Anyway, I used to have a pretty pat answer for the question of where my strength comes from: God of course!. Now, I am not so sure.

It is kind of like prayer. I pray a lot these days. I guess it goes with the territory of being a spouse of someone who is seriously ill. Oddly, in the process, I have kind of figured out why prayer works, and what religion is all about, at least for me.

You see, to me at least, prayer is not for God. Prayer is actually for me.

Since I have lived in a state of total doubt for some time now, I am not sure if God even hears my prayers. That’s another one: My wife asked me recently why God was a mystery. (I replied: “Wait! I know this one!”) Eventually, I did come up with the answer: Since God is completely unknowable, He / She is a complete mystery. Every experience I have ever had with God (and believe me, I have had some doozies) has been completely subjective. I mean, how can I be sure that my subconscious mind didn’t simply make it all up?

You get the idea. Since I don’t have much of what religious folks would call faith (which I regard as uncritically believing¬† propositions that are at best harmless lies), it may surprise you that I pray. But, again, I realize now that prayer is not for God. It is for me.

You see, when I pray for my wife, I let go of the problem a little. Since this is a problem over which I have absolutely no direct control (much as I would like to!), I simply must let go or I will take the problem onto myself. Therein lies the path which I cannot tread.

So, in a sense, I need divine help and guidance. I need the Strength of The Goddess. I rely on Her now. Even if I am not sure She hears me.

More later.

Dead Already

When my family and I traveled to Cozumel one year for a much-needed family vacation, I carried the book Shadow Divers by John Kurson. This book describes an incredible dive performed by Richie Kohler and John Chatterton to identify a German U-Boat off the coast of New Jersey. One of the divers was a Vietnam veteran, and described the set of rules for life which he developed while in Vietnam. I don’t remember them all (except that they were excellent), but one of them deeply affected me. This is the gist:

There is no force in the universe more powerful than a human being who knows he or she is already dead, and thus has nothing left to lose.

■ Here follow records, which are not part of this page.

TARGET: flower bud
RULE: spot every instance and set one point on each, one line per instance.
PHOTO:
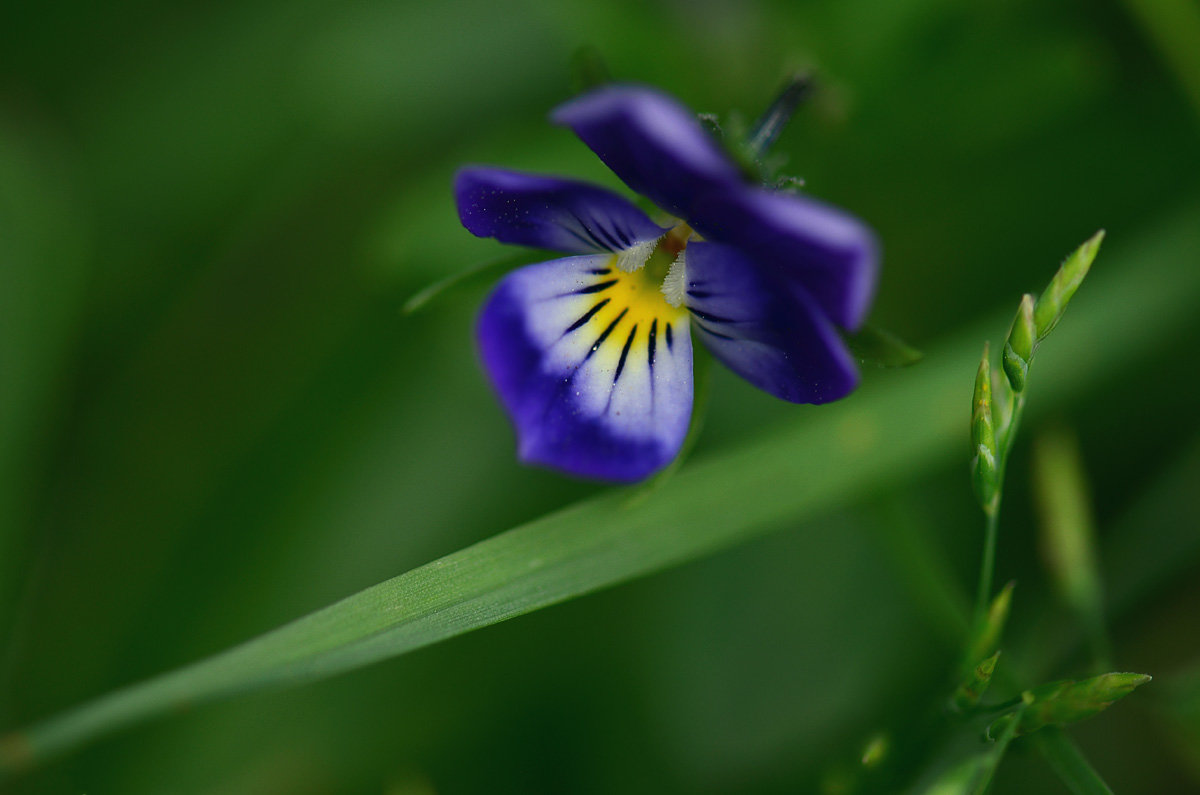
(1068, 701)
(1023, 338)
(983, 440)
(987, 635)
(1057, 293)
(969, 693)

I found this transformational, you see, because I have been very, very ill, and at times was completely convinced that I was dying. I have psoriasis, which is pretty serious, but mostly not life threatening. However, I became very severe in 2012, and thus was in a lot of pain, and definitely not doing well. I will not belabor you with the gory details, but suffice it to say, I was in very bad shape at that time.

I am fine now, thank God. There are several reasons for this, one of which is my loving and beautiful wife who never ceased to pray and fight for me. Ultimately, I was able to find a treatment which has been remarkably effective, and I am now about 90% improved. In the autoimmunity world, this is called remission.

My son made an interesting statement to me recently: He said of all people, I should be the most happy, because I have cheated death. I have come to the edge of the abyss and backed away from it. I have looked the grim reaper in the eye and spit in his face. You get the idea.

I find that happy is not the word I would use to describe the experience. Certainly, I am grateful. I live in a state of continuous thankfulness. I give thanks for each and every breath I take, because I am aware that each breath is a gift.

Now, I am watching my wife go through a similar journey. I must admit that I find her courage inspiring. Yet I also desperately wish that it could be me, not her, that is sick. No matter. I simply have to be there for her now. She was there for me, after all.

In the end, there is nothing else. All we have is each other.